The signal Discharge impulse from the output of the control unit Discharge Day is shown),) is supplied to the control electrode of the thyristor 20. The accumulator 18 is discharged to the winding 19 of the converter B, a seismic impulse is transmitted to the ground, simultaneously the pulses are output to the outputs of the control unit 21, and the charge of the accumulator begins again, but after discharge, the voltage on the capacitor 18 will be the opposite polarity as indicated in the diagram, which will lead to an increase in the amplitude of the accumulator charge current pulses, since this adds up to nor the power source of one of the capacitors 8 or 9 and the capacitor 18,

The accumulator's charge will be made during the same period, without increasing the consumption of fashion from the source.

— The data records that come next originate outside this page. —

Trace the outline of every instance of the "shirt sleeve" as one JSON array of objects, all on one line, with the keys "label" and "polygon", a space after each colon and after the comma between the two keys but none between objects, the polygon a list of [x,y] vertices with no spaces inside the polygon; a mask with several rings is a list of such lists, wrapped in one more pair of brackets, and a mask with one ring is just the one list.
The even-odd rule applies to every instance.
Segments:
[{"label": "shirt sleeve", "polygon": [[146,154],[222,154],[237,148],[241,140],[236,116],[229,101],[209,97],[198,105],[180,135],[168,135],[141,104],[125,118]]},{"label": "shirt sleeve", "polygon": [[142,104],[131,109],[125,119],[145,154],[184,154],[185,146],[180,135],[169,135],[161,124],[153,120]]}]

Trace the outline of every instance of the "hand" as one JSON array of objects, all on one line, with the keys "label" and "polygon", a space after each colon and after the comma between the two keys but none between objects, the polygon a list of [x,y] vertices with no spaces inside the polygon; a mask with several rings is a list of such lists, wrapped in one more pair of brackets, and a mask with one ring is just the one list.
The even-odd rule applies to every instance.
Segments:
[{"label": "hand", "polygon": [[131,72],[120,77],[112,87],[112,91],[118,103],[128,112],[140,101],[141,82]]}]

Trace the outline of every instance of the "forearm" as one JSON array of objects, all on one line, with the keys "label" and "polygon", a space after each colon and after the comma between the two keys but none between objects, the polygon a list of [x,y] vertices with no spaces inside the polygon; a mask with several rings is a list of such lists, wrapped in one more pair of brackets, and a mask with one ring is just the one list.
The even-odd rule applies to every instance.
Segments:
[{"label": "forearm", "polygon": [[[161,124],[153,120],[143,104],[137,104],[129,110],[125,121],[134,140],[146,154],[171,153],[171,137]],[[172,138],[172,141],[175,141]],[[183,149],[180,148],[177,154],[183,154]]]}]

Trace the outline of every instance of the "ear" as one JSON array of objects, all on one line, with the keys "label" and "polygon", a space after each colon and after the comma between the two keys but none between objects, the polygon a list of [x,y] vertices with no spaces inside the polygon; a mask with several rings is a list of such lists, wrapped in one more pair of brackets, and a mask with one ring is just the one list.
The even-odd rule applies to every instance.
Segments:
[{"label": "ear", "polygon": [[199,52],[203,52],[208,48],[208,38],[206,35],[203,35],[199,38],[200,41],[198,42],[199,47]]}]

g :. This ensures a significant reduction in the mass and size of the source by reducing the size and weight of the inverter while maintaining the required charging voltage, as well as improving the efficiency of the device as a result of the direct accumulation of a part of the energy from an autonomous source and ensuring the recovery of a part of the energy not used for discharge of a capacitor drive to the windings of the converter.

Claims (1)

Invention Formula A device for charging storage capacitors containing a DC power supply, an inverter, a charging device made in the form of a valve bridge, in two of which thyristors are included, and in the diagonal there are two capacitors, a storage capacitor in parallel through the discharge thyristor, an electromechanical converter, a charge control unit connected to the control electrodes of the thyristors through pulse transformers, is connected, the cathode group of the valve bridge is connected to 5 13832466 The first output of the cumulative power supply of the valve bridge includes the capacitor, the anodic group of the bridge and the sub-thyristors, the control electrodes are connected to the output windings of the terminals connected to the inverter control unit and the cathodes of the two diodes, through pulse transformers, the outlets of which are connected and connected to the negative source terminal power to the common point of the charge-capacitor current is connected to the second device, which distinguishes the storage capacitor, in order to increase the efficiency of the positive capacitor water is connected with the arrangement and reduction of its mass-mass-a point of charge capacitors indices, in two other devices. I.